Some of Ahmad's Muslim descendants continued to hold the position of Chula Rajmontri until as late as 1945, but the bulk of his descendants converted to Buddhism.

One of Ahmad's descendants, Bunnag, married a sister of Queen Amarindra, the consort of King Rama I of the Rattanakosin era. His descendants, who took Bunnag as a surname, held powerful positions within the Thai government and cultural establishment from the 19th century to modern times. Among these descendants were Tish Bunnag (Prayurawongse), regent for King Mongkut, Chuang Bunnag (Somdet Chaophraya Sri Suriwongse), regent for King Chulalongkorn, Kham Bunnag (Chaophraya Thiphakorawong), Minister of State and Minister of the Treasury for King Mongkut, and Marut Bunnag, Speaker of the House of Representatives from 1992 to 1995.

== Cultural legacy ==
Ahmad is sometimes credited with introducing the popular Massaman curry dish to Thailand.
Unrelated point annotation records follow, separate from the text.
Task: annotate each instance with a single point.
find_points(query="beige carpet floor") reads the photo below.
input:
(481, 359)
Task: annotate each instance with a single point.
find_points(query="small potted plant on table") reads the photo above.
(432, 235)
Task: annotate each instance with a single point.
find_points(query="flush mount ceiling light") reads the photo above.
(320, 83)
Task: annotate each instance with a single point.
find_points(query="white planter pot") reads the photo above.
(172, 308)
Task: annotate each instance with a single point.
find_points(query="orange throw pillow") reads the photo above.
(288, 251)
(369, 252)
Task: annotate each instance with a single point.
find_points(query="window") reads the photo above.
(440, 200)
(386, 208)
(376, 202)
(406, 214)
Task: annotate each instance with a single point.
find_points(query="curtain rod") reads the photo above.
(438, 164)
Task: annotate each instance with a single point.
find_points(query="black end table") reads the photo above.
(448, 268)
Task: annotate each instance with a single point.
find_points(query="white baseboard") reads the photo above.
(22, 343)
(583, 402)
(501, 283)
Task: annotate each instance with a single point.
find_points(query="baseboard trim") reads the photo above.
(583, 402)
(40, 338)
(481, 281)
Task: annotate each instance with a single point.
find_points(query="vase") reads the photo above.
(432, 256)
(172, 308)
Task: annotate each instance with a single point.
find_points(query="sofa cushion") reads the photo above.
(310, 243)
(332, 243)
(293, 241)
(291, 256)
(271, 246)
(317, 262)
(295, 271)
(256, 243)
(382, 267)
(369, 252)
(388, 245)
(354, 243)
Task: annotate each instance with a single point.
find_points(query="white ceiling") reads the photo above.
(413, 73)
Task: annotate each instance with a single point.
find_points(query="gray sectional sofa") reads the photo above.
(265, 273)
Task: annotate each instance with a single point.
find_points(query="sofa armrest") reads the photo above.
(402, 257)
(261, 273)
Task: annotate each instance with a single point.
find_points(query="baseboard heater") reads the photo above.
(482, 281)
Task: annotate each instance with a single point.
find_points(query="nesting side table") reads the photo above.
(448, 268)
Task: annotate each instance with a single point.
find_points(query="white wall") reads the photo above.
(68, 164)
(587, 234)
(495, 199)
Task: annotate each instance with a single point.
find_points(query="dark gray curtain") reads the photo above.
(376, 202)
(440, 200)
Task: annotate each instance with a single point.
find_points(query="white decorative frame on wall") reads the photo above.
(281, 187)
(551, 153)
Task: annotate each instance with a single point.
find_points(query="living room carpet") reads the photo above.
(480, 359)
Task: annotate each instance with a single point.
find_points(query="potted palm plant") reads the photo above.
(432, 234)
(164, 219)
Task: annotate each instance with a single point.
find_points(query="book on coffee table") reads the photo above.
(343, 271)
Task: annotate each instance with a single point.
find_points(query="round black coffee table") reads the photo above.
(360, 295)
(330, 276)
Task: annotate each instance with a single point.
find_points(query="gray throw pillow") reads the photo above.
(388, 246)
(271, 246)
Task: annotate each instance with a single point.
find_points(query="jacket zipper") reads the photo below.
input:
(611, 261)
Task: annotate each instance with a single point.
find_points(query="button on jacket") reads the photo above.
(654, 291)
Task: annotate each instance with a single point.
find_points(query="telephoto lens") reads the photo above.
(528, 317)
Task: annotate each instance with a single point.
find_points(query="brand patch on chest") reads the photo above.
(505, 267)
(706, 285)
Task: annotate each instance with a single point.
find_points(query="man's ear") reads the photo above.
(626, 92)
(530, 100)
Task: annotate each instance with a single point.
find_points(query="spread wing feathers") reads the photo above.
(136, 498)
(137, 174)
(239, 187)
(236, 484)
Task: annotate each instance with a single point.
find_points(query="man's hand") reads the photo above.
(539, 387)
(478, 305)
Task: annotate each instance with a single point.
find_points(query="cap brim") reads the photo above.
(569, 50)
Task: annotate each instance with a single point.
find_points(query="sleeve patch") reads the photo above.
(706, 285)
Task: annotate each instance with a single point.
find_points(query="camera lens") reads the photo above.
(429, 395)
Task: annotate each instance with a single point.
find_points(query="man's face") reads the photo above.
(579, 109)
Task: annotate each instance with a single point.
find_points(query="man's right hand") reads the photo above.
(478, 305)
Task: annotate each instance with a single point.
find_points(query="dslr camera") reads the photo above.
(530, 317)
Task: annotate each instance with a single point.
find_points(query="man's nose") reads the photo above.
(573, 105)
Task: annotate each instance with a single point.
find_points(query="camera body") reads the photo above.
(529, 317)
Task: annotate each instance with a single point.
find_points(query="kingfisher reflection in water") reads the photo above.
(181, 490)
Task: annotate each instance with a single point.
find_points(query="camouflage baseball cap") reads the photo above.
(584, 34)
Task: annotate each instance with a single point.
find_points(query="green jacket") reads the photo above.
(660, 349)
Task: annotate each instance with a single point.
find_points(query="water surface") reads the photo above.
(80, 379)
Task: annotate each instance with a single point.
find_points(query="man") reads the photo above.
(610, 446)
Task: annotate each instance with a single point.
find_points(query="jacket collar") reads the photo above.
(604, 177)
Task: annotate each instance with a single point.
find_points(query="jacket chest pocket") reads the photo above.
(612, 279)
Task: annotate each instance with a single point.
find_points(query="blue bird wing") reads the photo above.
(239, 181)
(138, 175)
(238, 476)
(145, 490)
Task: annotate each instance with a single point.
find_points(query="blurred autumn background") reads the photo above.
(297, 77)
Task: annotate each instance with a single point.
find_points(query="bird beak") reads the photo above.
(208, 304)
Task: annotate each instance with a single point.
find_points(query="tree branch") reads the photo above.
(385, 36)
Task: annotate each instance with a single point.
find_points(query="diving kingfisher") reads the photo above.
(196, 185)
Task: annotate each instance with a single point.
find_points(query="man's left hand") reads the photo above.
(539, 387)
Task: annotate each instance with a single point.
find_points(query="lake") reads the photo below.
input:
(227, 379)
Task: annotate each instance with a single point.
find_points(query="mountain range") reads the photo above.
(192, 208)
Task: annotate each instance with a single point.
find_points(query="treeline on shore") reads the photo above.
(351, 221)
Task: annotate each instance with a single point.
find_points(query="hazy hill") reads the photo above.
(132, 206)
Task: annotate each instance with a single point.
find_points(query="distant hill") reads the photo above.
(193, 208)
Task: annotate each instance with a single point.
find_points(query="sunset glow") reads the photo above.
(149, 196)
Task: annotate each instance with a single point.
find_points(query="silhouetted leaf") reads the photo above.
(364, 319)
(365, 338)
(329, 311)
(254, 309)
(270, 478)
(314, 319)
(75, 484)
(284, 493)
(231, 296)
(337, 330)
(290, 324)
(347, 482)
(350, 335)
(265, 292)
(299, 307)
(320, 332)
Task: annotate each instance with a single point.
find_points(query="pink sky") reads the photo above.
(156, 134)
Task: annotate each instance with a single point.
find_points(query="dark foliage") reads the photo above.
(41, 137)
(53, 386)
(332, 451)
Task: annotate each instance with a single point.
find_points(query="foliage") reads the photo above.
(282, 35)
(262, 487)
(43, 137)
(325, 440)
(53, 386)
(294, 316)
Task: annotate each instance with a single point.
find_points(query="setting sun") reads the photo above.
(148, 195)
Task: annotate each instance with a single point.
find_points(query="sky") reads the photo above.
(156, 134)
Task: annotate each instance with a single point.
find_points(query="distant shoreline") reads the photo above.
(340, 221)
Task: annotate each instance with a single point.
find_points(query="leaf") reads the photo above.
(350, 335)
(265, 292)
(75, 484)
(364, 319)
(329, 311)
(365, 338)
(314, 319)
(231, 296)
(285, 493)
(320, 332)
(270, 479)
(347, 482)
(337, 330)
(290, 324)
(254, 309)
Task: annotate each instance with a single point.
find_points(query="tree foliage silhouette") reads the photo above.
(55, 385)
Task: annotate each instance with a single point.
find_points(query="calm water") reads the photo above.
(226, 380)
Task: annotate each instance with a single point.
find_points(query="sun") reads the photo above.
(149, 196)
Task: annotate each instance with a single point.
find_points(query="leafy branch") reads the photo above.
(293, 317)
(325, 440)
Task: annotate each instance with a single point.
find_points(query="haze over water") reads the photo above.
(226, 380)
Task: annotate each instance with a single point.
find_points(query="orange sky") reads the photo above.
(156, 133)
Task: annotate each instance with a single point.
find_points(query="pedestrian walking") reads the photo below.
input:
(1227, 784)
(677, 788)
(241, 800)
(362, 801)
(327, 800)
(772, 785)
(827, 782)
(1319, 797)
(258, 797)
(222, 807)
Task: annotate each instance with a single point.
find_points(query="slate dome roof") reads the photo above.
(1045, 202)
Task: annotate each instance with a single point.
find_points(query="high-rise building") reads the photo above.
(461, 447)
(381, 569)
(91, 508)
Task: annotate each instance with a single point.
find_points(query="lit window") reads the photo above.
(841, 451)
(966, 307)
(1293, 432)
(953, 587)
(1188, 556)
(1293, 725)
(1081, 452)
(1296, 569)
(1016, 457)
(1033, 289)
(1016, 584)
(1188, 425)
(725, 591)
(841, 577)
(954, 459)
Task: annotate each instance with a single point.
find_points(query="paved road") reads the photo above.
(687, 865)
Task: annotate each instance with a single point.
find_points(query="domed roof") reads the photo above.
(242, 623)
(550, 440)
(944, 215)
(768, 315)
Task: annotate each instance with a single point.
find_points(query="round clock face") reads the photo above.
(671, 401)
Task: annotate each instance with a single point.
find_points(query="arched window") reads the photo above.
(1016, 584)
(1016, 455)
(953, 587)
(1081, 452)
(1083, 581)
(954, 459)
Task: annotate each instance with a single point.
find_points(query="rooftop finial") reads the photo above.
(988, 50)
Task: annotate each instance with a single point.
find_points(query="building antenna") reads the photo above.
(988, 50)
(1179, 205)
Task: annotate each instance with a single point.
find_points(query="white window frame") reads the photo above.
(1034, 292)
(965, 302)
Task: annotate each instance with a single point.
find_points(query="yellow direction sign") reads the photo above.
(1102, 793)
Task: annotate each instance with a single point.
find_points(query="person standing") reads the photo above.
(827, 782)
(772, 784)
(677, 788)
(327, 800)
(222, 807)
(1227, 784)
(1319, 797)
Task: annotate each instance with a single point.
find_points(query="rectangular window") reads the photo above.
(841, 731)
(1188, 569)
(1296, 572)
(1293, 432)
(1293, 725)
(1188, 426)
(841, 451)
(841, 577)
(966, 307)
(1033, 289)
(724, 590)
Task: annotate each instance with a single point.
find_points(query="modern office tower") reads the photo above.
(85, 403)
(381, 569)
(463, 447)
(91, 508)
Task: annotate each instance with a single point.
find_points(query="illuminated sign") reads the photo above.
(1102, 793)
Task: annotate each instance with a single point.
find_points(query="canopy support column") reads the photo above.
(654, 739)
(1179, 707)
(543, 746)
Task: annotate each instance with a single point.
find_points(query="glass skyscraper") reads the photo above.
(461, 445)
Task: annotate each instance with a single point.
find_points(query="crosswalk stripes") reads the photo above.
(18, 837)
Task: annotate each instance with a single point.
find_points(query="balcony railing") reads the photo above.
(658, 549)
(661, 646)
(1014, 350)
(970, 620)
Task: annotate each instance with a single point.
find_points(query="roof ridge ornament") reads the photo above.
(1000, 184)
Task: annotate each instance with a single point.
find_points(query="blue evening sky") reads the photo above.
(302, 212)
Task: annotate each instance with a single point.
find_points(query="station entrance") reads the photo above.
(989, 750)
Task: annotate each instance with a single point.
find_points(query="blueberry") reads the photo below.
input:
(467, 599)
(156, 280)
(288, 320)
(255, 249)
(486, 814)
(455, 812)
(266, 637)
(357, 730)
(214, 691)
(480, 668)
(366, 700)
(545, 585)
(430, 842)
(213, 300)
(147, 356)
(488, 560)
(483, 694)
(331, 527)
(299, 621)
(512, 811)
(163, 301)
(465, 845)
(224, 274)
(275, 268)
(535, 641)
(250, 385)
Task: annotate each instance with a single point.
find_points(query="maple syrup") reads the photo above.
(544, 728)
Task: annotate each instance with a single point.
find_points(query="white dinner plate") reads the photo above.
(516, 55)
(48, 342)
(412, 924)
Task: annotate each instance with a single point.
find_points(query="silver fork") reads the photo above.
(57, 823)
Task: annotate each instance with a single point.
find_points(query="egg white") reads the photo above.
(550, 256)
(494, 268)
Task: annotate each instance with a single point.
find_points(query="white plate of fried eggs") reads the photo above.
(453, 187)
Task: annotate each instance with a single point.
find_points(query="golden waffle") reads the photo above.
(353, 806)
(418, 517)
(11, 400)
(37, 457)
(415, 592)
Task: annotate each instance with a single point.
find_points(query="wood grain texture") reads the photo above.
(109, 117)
This dish, along with others inspired by Persian dishes, is among the recipes in the funeral cookbooks of the Bunnag family.

Ahmad founded the Takiaayokin Mosque (granted its current name by Mongkut) in Ayutthaya in the 1620s. The Iranian embassy in Bangkok houses the Shaykh Ahmad Qumi Library, and in 2005 organized a Conference on Shaykh Ahmad Ghomi.